One of the largest pipeline projects of the Marcellus region, a $700 million expansion of Tennessee Gas Pipeline Co.’s “300” pipeline, is already under construction, employing 2,100 surveyors, inspectors and construction workers. It received federal approval last year to lay approximately 127 miles of 30-inch pipeline — along the existing “300” pipeline where possible — through northern Pennsylvania and northern New Jersey, as well as the installation of two new compressor stations and upgrades of seven others.
Other companies are moving forward with gathering and interconnecting pipelines to move the gas from producing well sites. Those gathering pipelines require various federal, state or local permits to cross wetlands, streams and roads, but not federal energy regulators’ approval. Jan Jarrett of the Harrisburg-based environmental group PennFuture, said she is concerned about the impact of the pipeline construction on forests, wetlands and the countless high-quality cold water trout streams that spider-web northern Pennsylvania. Joe Osborne of the Group Against Smog and Pollution (GASP) in Pittsburgh said there are concerns about air pollution from the growing number of compressor stations that are sources of carbon monoxide, nitrogen oxides and volatile organic compounds — that contribute to ground-level ozone and asthma.
At least one new interstate project, the MARC I line proposed by Inergy LP, is getting pushback from some residents and environmental groups in the rural Endless Mountains region of north-central PA. The line, which would travel into New York, would pose the threat of pollution to 111 sensitive streams and water bodies and split 39 miles of undeveloped forest and farm land in an area that supports a robust ecosystem, high quality of life and recreation, the EPA said. But FERC says the pipeline would have “no significant impact” on the environment and recommends that it be allowed to go forward.

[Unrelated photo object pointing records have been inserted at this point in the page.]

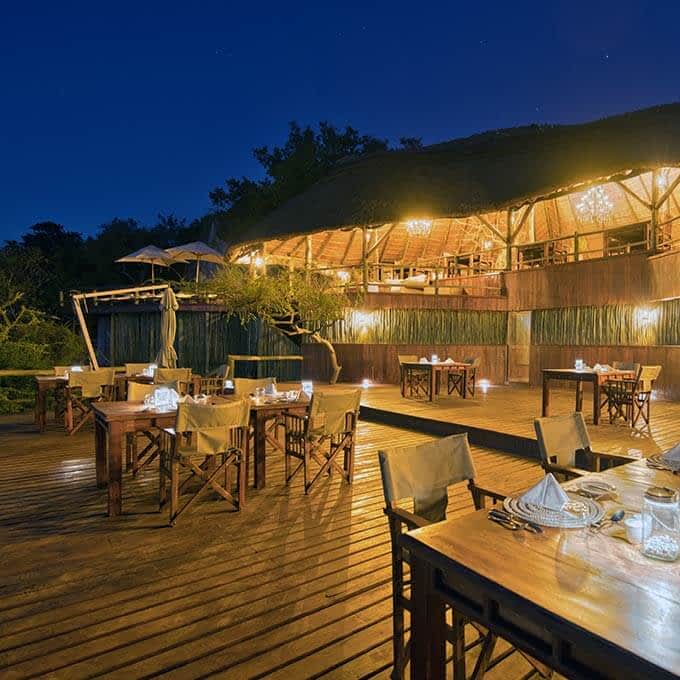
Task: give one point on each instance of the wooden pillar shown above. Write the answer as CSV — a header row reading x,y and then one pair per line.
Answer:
x,y
654,226
308,257
508,241
364,258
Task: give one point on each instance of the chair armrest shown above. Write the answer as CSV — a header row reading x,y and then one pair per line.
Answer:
x,y
569,472
408,518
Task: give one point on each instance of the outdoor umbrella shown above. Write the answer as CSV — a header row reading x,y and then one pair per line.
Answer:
x,y
196,251
167,357
153,256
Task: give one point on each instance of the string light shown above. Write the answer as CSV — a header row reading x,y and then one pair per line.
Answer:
x,y
419,227
595,206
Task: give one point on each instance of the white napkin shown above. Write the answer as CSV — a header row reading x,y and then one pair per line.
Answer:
x,y
547,494
672,457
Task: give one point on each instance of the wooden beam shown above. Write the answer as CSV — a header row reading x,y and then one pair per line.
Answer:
x,y
86,334
666,194
629,191
490,226
380,240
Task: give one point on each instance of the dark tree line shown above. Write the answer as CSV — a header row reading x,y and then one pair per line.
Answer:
x,y
49,259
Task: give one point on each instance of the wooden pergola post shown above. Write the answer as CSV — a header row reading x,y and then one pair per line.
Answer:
x,y
308,257
364,258
654,212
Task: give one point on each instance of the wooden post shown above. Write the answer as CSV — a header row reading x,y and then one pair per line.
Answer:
x,y
508,241
654,212
85,332
364,259
308,257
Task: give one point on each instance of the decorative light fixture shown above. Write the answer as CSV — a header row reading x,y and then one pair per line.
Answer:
x,y
419,227
595,206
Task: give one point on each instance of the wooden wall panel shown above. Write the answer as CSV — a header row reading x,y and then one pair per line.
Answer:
x,y
667,356
624,279
380,363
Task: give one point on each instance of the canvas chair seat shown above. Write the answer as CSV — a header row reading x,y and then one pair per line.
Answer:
x,y
328,431
631,399
216,435
83,388
422,473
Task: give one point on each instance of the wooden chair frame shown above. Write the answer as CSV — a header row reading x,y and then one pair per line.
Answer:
x,y
324,450
78,409
208,473
627,399
401,520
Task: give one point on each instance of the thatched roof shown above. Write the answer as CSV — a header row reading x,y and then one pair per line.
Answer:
x,y
479,174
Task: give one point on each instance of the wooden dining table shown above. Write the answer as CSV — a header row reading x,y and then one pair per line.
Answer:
x,y
436,371
114,419
587,604
581,376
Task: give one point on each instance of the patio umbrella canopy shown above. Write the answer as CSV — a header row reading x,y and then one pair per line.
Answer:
x,y
151,255
167,356
197,250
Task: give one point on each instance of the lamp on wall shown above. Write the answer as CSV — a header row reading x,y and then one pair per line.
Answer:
x,y
419,227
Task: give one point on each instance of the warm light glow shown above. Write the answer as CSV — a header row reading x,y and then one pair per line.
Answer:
x,y
363,320
595,206
419,227
646,316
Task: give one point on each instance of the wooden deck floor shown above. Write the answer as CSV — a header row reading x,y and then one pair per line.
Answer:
x,y
512,409
292,586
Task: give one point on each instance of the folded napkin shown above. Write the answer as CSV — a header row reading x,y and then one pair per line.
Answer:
x,y
672,457
547,494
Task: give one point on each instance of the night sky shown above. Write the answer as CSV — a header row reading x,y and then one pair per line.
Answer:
x,y
141,108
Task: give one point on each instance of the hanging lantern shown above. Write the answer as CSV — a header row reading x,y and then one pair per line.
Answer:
x,y
595,206
419,227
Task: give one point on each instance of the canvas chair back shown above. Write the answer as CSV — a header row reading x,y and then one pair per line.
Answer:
x,y
138,391
560,437
211,425
626,366
328,411
91,382
245,386
135,369
424,472
646,377
166,375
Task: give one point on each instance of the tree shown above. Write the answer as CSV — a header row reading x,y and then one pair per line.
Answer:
x,y
295,304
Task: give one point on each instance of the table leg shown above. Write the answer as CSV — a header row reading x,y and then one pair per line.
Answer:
x,y
100,437
115,469
579,395
428,625
546,396
259,448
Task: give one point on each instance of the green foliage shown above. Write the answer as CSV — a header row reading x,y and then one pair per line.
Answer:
x,y
305,157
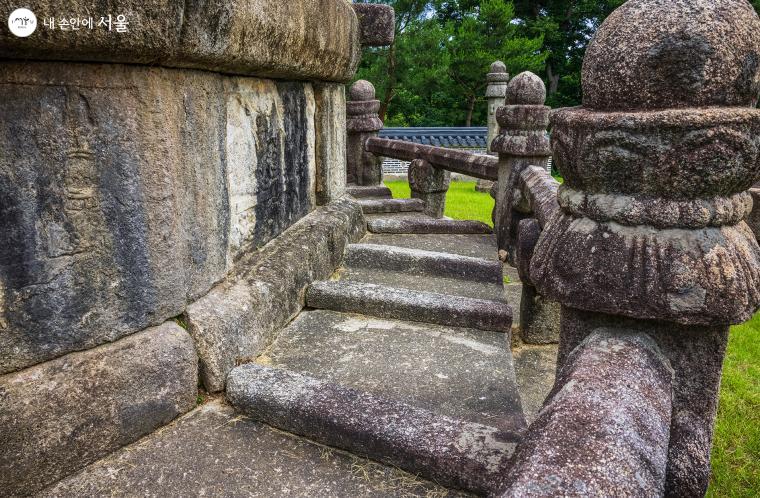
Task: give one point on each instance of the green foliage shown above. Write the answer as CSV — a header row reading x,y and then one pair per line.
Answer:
x,y
736,448
463,202
434,73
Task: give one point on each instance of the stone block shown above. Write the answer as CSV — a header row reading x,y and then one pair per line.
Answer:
x,y
460,454
377,24
304,39
330,127
128,191
239,457
754,218
236,320
375,206
427,226
62,415
407,304
605,427
539,317
462,373
421,263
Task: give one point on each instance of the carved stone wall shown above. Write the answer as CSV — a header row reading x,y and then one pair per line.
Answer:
x,y
126,192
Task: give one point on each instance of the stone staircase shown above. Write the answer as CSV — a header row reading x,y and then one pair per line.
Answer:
x,y
397,380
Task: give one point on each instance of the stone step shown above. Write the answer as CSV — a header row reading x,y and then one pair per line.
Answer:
x,y
462,373
215,451
374,191
492,290
419,262
373,206
427,226
414,305
464,455
481,246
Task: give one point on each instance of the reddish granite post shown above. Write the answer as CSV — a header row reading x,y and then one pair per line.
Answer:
x,y
362,123
429,184
657,163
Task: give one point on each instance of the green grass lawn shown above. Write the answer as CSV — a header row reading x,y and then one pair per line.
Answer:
x,y
463,202
736,449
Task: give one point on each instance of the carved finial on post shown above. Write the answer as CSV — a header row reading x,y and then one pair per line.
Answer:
x,y
496,89
429,184
362,122
523,142
657,164
495,93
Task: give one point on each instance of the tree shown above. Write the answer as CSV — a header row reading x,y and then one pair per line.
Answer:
x,y
567,27
479,34
434,74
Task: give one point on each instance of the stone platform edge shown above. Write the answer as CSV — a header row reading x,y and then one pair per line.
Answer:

Chesapeake Energy is protesting the new rules of the US Army Corps of Engineers in reviewing stream crossings by proposed pipelines claiming that some 128 completed Marcellus wells are being unnecessarily shut off from production. These new permits allow regulators to consider the cumulative surface-water impacts of the projects, which are increasingly spider-webbing to tie new Marcellus wells to interstate pipelines. Such new permits streamline some of the process for stream disturbance evaluations.